The number of people seriously ill with Corona has not been this high for weeks. So far, however, intensive care physicians have only seen moderate overall growth in occupancy in hospitals.

The number of seriously ill people being treated with Covid-19 in intensive care units in Germany has risen to 1,000. This emerges from the daily report of the intensive care register of the German Interdisciplinary Association for Intensive Care and Emergency Medicine (DIVI) and the Robert Koch Institute (RKI).

This number of patients has not been that high since mid-May. For comparison: In December 2021, almost 4900 seriously ill Covid 19 cases were treated at the same time, after which the values ​​fell with intermittent plateau phases.

Christian Karagiannidis, a member of the Federal Government’s Corona Expert Council, explained on request that in the intensive care units there was a trend towards an increase in the daily number of new admissions and an increase in occupancy to 1000 – “however, the overall increase so far has been moderate”. According to the scientific director of the Divi intensive care register, around 50 percent of the patients requiring intensive care need respiratory support in the form of oxygen or ventilation. At the top, before the spread of the omicron variant, it was over 80 percent.

Seven-day incidence also increased

The RKI gave the official nationwide seven-day incidence on Saturday morning as 696.5. A week ago there were 632.9 new infections within seven days and 100,000 inhabitants. However, experts assume that there are many unrecorded cases – due to late registrations, transmission problems and because not all infected people have a PCR test done, with which they are statistically recorded.

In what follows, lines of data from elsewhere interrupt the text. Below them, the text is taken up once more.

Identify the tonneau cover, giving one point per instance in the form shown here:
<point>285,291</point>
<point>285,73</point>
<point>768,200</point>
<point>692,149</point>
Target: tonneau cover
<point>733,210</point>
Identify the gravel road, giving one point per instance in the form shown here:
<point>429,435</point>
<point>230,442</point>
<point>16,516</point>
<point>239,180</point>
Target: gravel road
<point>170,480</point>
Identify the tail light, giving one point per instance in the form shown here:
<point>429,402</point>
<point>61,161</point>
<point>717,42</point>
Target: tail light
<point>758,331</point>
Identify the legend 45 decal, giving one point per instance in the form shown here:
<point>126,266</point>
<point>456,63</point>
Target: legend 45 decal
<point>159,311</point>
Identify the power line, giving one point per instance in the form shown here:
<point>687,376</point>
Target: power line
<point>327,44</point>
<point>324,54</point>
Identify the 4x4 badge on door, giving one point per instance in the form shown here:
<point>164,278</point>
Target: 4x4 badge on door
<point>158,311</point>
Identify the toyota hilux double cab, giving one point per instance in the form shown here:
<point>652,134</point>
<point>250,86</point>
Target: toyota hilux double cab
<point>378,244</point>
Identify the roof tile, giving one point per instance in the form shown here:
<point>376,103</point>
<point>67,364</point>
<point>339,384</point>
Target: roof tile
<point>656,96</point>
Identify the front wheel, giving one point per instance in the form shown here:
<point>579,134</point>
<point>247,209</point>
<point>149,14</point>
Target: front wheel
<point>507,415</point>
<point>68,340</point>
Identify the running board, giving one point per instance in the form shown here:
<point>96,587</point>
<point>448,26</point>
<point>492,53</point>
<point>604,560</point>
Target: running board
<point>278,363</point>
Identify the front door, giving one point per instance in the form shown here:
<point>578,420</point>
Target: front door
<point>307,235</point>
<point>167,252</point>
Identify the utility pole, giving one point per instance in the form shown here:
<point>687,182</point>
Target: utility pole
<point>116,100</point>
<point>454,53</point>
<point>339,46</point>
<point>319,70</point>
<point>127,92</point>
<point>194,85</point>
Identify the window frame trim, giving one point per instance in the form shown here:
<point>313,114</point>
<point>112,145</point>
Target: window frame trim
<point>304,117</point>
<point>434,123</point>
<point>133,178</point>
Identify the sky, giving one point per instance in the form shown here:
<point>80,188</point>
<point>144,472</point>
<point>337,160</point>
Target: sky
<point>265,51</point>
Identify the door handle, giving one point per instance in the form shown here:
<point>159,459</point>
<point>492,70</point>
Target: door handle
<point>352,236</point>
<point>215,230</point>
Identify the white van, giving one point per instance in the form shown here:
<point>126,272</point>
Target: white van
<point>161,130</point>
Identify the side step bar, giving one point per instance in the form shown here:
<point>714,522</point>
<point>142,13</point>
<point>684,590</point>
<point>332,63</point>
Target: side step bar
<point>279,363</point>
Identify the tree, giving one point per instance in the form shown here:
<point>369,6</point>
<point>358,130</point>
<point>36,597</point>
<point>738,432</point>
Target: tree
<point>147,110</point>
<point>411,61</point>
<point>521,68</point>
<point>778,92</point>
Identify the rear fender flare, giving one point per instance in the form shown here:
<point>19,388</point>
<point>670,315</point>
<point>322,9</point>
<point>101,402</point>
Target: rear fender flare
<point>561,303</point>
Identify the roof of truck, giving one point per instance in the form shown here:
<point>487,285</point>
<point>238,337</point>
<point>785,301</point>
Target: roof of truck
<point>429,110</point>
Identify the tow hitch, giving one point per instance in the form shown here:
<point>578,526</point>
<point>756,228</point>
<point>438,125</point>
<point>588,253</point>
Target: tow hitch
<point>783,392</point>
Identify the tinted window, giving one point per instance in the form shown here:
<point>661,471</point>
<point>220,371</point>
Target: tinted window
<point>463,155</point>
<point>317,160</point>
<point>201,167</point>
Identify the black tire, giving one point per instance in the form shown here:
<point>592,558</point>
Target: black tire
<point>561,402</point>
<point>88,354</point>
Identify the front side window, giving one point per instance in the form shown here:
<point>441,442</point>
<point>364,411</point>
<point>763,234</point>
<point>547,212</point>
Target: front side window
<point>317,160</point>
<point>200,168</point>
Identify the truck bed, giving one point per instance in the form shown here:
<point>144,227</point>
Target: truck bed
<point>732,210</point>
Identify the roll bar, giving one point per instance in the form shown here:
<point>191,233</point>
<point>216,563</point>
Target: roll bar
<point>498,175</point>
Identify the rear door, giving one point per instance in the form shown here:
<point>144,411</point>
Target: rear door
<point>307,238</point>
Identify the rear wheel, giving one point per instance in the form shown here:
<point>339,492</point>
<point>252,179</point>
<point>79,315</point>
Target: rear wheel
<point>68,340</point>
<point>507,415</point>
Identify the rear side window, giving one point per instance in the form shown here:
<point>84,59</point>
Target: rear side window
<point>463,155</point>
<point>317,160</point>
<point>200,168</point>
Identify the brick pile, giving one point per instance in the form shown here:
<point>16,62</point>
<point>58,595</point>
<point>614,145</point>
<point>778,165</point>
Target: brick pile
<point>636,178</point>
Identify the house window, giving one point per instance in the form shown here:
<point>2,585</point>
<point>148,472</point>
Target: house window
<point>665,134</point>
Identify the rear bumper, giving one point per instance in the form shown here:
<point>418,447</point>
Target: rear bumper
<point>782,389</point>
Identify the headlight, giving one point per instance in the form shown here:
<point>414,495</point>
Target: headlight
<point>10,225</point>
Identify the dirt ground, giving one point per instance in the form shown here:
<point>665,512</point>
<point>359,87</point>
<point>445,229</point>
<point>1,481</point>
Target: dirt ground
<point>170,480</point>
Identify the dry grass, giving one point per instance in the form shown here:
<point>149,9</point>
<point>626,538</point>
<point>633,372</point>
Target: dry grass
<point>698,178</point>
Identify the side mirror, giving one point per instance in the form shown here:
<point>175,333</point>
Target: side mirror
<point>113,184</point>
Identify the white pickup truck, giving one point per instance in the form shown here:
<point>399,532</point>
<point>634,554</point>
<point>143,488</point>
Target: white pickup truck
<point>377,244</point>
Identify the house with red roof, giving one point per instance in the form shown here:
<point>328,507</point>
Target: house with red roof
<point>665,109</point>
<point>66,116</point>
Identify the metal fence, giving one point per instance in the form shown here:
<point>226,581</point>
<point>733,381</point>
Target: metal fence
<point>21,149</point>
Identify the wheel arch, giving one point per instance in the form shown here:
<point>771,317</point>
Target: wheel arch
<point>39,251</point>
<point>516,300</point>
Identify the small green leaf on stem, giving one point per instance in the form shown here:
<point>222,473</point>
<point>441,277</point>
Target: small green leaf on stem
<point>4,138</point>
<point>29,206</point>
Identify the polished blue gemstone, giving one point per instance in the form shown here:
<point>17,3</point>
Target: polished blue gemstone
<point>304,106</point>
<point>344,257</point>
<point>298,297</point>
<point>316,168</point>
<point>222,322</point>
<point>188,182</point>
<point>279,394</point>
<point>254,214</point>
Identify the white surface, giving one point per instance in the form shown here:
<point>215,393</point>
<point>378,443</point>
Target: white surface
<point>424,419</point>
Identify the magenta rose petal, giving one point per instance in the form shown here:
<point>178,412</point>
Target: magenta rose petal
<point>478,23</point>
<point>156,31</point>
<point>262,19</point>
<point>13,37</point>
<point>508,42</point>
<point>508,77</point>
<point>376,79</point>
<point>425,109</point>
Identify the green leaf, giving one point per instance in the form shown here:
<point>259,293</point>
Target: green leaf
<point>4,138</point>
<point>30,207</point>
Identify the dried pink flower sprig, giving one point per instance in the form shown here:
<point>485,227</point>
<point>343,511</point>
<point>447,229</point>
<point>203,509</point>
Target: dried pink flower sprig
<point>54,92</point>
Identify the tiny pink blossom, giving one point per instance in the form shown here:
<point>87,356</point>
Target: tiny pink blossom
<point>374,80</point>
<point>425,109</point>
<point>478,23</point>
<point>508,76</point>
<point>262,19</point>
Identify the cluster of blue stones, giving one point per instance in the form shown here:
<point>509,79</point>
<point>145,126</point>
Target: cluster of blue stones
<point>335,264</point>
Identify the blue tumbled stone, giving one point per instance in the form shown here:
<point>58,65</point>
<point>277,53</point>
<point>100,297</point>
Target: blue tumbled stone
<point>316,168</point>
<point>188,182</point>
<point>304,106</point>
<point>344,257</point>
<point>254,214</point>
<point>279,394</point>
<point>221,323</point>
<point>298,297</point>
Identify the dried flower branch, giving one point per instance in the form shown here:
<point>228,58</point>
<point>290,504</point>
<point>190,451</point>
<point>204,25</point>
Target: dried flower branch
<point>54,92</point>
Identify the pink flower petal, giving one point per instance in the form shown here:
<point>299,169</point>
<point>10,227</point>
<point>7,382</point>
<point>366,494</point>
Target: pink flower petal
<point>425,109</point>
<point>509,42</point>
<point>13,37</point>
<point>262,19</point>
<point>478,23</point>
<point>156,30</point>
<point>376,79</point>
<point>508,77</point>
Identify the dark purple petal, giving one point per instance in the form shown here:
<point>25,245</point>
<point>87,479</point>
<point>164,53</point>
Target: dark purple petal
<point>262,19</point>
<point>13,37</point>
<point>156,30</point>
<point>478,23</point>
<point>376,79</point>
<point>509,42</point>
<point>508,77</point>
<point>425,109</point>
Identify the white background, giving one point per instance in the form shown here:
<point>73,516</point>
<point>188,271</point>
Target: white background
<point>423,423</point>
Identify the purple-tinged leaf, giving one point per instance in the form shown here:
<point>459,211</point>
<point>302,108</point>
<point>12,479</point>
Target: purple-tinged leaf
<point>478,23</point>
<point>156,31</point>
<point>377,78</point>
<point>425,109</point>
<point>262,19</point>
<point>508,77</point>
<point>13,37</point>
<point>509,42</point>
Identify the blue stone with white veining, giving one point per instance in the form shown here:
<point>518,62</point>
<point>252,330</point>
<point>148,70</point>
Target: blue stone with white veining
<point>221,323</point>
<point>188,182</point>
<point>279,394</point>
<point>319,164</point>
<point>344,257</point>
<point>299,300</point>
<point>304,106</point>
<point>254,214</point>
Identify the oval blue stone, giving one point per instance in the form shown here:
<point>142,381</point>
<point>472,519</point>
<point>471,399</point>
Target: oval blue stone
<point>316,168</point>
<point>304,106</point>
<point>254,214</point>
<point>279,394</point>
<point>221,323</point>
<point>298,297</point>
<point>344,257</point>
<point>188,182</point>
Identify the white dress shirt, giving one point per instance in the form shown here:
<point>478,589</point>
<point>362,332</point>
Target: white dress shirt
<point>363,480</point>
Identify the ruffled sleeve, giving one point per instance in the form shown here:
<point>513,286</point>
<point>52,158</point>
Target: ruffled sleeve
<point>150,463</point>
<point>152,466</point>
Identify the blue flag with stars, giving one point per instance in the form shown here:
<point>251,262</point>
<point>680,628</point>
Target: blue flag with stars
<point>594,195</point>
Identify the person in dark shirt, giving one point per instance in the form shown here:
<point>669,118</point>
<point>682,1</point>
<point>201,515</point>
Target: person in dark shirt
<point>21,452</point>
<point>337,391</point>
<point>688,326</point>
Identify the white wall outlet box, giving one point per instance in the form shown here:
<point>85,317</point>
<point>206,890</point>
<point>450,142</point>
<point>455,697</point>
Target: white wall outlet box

Karagiannidis said that there is currently a very high infection burden in the population, which is clearly underestimated over the seven-day incidence. For example, samples from wastewater monitoring in individual cities showed a much greater increase than the incidence. “At the same time, the incidence of hospitalization is increasing, but we do not know whether Covid-19 is the main or secondary diagnosis of the patients,” says the expert.

According to Karagiannidis, some clinics reported more pneumonia in the normal wards under the influence of the omicron subtype BA.5 and the subline BA.4, which have been dominant for some time. This is consistent with animal experiments, according to which the two lines affect the lungs somewhat more than the previously dominant subtypes BA.1 and BA.2.

No summer effect due to variant BA.5

“The spread of the very contagious omicron subvariant BA.5 is currently canceling out the seasonal summer effect, so that we are seeing a high infection load in Germany and many other European countries,” explained intensive care physician Stefan Kluge from the University Hospital Hamburg-Eppendorf on request. He also referred to a high number of unreported cases. In his view, the hospital burden of seriously ill Covid-19 patients is “still moderate”.

The main problem for the hospitals at the moment, however, is the relatively high loss of staff due to Sars-CoV-2-infected employees, according to Kluge. “Due to the existing staff shortages, more beds have to be blocked again in some hospitals and services have to be restricted.” But he is even more worried about autumn and winter: “Here it will be decisive how many of the risk patients can still be vaccinated and how the virus will continue to develop in terms of possible new variants.”